From: Peter Zijlstra
Date: Wed Dec 15 2021 - 13:19:28 EST


On Wed, Dec 15, 2021 at 09:56:06AM -0800, Peter Oskolkov wrote:

> > Right, so the problem I'm having is that a single idle server ptr like
> > before can trivially miss waking annother idle server.
>
> I believe the approach I used in my patchset, suggested by Thierry
> Delisle, works.
>
> In short, there is a single idle server ptr for the kernel to work
> with. The userspace maintains a list of idle servers. If the ptr is
> NULL, the list is empty. When the kernel wakes the idle server it
> sees, the server reaps the runnable worker list and wakes another idle
> server from the userspace list, if available. This newly woken idle
> server repoints the ptr to itself, checks the runnable worker list, to
> avoid missing a woken worker, then goes to sleep.
>
> Why do you think this approach is not OK?

Suppose at least 4 servers, 2 idle, 2 working.
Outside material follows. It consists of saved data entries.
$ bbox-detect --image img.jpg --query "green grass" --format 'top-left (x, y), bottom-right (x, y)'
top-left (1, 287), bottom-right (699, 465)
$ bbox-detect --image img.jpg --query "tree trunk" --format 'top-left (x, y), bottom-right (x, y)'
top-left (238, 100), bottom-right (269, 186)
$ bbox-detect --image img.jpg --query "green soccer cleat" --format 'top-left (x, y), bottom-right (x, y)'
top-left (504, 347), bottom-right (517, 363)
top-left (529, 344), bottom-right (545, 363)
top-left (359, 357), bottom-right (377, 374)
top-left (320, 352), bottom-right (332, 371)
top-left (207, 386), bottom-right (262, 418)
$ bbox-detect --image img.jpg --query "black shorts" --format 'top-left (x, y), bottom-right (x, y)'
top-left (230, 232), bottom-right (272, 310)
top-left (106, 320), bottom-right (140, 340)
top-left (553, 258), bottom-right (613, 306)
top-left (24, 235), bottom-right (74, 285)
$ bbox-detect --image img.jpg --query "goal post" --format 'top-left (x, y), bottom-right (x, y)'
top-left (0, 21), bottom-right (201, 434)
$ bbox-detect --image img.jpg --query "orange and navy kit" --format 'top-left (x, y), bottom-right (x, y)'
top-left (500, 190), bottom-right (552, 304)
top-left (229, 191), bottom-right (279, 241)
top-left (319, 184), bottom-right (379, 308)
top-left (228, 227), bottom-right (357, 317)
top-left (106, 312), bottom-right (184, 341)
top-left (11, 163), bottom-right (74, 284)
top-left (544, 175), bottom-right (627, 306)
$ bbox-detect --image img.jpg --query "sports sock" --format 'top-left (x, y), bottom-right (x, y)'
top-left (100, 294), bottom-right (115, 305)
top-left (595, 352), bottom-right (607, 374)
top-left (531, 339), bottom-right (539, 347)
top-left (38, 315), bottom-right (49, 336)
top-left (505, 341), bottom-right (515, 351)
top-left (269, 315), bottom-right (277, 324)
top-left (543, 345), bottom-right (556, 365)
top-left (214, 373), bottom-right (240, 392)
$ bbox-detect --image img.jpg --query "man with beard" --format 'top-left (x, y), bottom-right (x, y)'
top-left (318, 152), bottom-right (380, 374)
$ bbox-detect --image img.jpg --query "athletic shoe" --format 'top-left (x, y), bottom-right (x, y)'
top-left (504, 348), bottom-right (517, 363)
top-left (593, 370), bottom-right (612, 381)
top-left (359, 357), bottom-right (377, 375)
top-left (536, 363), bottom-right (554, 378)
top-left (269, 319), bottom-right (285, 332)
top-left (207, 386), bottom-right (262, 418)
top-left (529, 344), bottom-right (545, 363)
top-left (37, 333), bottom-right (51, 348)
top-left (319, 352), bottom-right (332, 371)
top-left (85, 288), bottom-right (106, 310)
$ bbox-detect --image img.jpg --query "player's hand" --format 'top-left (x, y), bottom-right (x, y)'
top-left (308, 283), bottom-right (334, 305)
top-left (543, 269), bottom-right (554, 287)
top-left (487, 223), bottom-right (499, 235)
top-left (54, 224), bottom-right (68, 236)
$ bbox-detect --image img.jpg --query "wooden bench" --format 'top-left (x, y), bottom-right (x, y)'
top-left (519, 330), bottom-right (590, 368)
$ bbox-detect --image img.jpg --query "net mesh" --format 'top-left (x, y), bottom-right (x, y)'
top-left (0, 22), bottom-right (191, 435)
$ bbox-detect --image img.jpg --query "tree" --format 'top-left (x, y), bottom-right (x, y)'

Now, the first of the working servers (lets call it S0) gets a wakeup
(say Ta), it finds the idle server (say S3) and consumes it, sticking Ta
on S3 and kicking it alive.

Concurrently and loosing the race the other working server (S1) gets a
wake-up from Tb, like said, it lost, no idle server, so Tb goes on the
queue of S1.

So then S3 wakes, finds Ta and they live happily ever after.

While S2 and Tb fail to meet one another and both linger in sadness.